Researchers recently found that patients with open-angle glaucoma (OAG) and ocular hypertension (OHT) are faced with the highest eye-related costs, when confronting severe stages of the disease.

This retrospective cohort study included 177,352 patients (68% OAG, 32% OHT). The team calculated total eye-related outpatient costs and odds of falls or fractures in each group.
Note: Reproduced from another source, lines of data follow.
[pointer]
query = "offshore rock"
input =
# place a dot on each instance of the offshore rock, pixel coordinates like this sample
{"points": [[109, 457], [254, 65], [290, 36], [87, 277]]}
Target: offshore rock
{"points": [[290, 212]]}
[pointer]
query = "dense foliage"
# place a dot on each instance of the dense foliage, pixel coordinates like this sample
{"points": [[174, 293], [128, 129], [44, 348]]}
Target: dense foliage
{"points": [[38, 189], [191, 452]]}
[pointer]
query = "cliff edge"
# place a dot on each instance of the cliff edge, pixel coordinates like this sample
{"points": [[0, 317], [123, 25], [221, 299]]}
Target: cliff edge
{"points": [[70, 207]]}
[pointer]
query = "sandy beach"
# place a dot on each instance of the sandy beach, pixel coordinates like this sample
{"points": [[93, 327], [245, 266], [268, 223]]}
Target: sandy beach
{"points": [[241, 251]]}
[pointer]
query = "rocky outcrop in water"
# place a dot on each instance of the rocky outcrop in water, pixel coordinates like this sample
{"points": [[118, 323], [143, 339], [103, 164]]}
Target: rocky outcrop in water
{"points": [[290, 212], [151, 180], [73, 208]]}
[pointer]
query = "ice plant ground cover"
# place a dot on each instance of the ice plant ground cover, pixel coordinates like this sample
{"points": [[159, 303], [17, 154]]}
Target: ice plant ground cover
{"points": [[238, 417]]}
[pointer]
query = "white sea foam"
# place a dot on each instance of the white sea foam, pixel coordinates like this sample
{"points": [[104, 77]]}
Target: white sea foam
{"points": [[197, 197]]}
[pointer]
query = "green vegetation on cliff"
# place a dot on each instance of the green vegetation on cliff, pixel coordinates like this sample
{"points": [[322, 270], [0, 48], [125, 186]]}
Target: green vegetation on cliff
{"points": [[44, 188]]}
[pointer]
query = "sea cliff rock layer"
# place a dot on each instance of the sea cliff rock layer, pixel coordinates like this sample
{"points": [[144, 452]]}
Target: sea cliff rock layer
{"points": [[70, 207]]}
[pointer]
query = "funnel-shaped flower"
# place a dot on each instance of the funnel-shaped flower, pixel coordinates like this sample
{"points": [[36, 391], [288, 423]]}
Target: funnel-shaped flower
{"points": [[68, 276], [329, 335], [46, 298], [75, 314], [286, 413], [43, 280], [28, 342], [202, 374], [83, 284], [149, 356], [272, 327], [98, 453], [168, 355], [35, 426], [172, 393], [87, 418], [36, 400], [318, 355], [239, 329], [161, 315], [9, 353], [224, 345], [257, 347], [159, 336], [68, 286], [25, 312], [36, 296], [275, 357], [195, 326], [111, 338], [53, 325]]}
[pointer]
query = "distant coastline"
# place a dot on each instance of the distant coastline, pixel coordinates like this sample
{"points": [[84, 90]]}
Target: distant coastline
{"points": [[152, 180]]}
The investigators reported that OAG patients were burdened with higher eye-related outpatient costs than OHT patients (median $516 vs. $344, respectively). Specifically, patients with severe OAG had higher outpatient costs than moderate and mild OAG patients (median $639 vs. $546 vs. $476, respectively), as well as higher glaucoma-related pharmacy costs (median, $493 vs. $244 vs. $139, respectively). Disease worsening was associated with at least twofold higher annual outpatient costs. Severe OAG patients had significantly higher odds of fall or fracture compared with OHT patients (odds ratio = 1.34).

“Therapies that delay disease progression may provide clinical and economic benefits,” the authors concluded in their paper, particularly since the study “highlights the importance of delaying disease progression early, because the downstream costs remained high even after patients were managed with multiple [glaucoma medications].”

Shih V, Parekh M, Multani JK, et al. Clinical and economic burden of glaucoma by disease severity: a United States claims-based analysis. Ophthalmology. February 11, 2021. [Epub ahead of print].